Bu zirve öncesinde belli ki arka planda yoğun bir diploması yürütüldü. Sonuçta zirve pek çok ikili ve çoklu temasa sahne oldu ve Trump, Erdoğan, Mısır Cumhurbaşkanı Abdulfettah es-Sisi ve Katar Emiri Al Sani, "Kalıcı Barış ve Refah İçin Trump Mutabakatı"nı büyük bir şatafat eşliğinde imzaladı.

Barış elbette önemli. Birleşmiş Milletler'in güvenilir bulduğu Hamas kontrolündeki bölgedeki Sağlık Bakanlığının verilerine göre, İsrail'in Gazze'ye düzenlediği saldırılarda en az 67.869 kişi hayatını kaybetti. Bu kişilerin çoğu kadın ve çocuk. Binlerce insan sürgün edildi, evlerini kaybetti.

Ancak olup bitenin arka yüzüne de bakmak zorundayız. Dört liderin imzaladığı anlaşma elbette bir barış anlaşması değil, bir ateşkes. Metinde şu ifadeler yer alıyor:

"Kalıcı barışın, hem Filistinlilerin hem de İsraillilerin temel insan haklarıyla insanlık onurlarının korunması ve güvenliklerinin garanti altına alınmasıyla sağlanabileceğinin farkındayız.
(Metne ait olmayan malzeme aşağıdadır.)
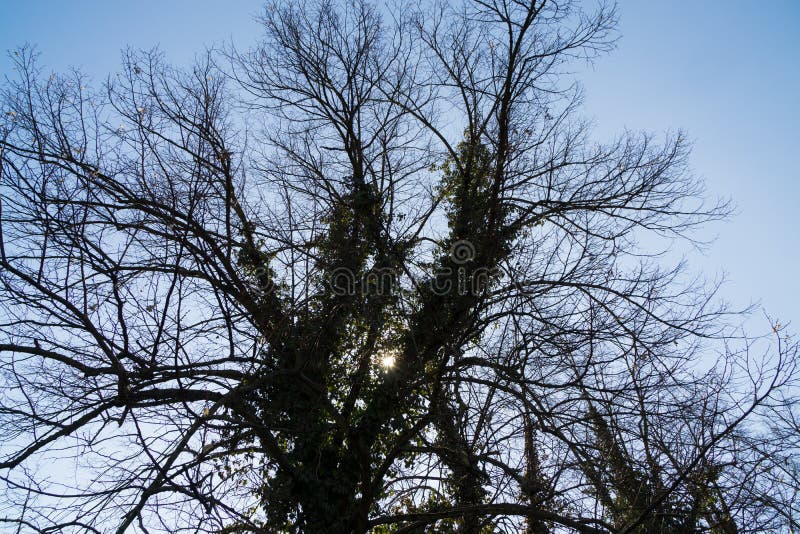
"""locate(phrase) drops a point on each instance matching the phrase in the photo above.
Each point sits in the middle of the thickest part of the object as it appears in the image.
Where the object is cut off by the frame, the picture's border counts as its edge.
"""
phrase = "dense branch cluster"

Gelecekteki anlaşmazlıkların uzun süreli çatışmalar yerine diplomatik angajman ve müzakereler yoluyla çözülmesini taahhüt ediyoruz."

Ancak şu soruları da sormak durumundayız: İki devletli çözüme ne oldu? İsrail’in 1967 işgali öncesi sınırlarına çekilmesi taleplerine ne oldu? İsrail’in Filistin’de “işgalci” konumda olduğu kayda geçirildi mi, geçirilecek mi? İki yıl süren “Soykırım” uygulamasından ne zaman söz edilecek?

BBC adına zirveyi takip eden Hugo Bachega mesela şu noktalara dikkat çekiyor:

“Trump'ın 20 maddelik planın kalan maddeleriyle ilgili müzakerelerin halihazırda devam ettiğini söylemesi yeni bir şeydi ancak bunların nasıl, nerede ve ne zaman gerçekleştirileceğine dair herhangi bir ayrıntı vermedi.”

“Hamas'ın geleceği, İsrail'in geri çekilmesinin boyutu ve Gazze'yi kimin yöneteceği gibi önemli engeller varlığını sürdürüyor. Bunlar, zorlu ve muhtemelen uzun görüşmeler gerektirecek anlaşmazlık noktaları. Bölgedeki birçok savaşın çıkışının merkezinde yer alan Filistin devleti meselesinden ise hiç bahsedilmemesi dikkat çekici.”

Sonuçta geriye Erdoğan ve Trump’ın büyük oranda kendi kamuoylarına yönelik performansları ve kırılgan bir barış kaldı. Bu imza Türkiye’de siyasi açıdan sıkışık bir durumda olan Erdoğan’a –seçmen desteği açısından- belki bir nefes aldıracaktır. On binlerce kayıp veren Gazze halkı için de şimdilik bir umut var. Sonrası ise soru işareti.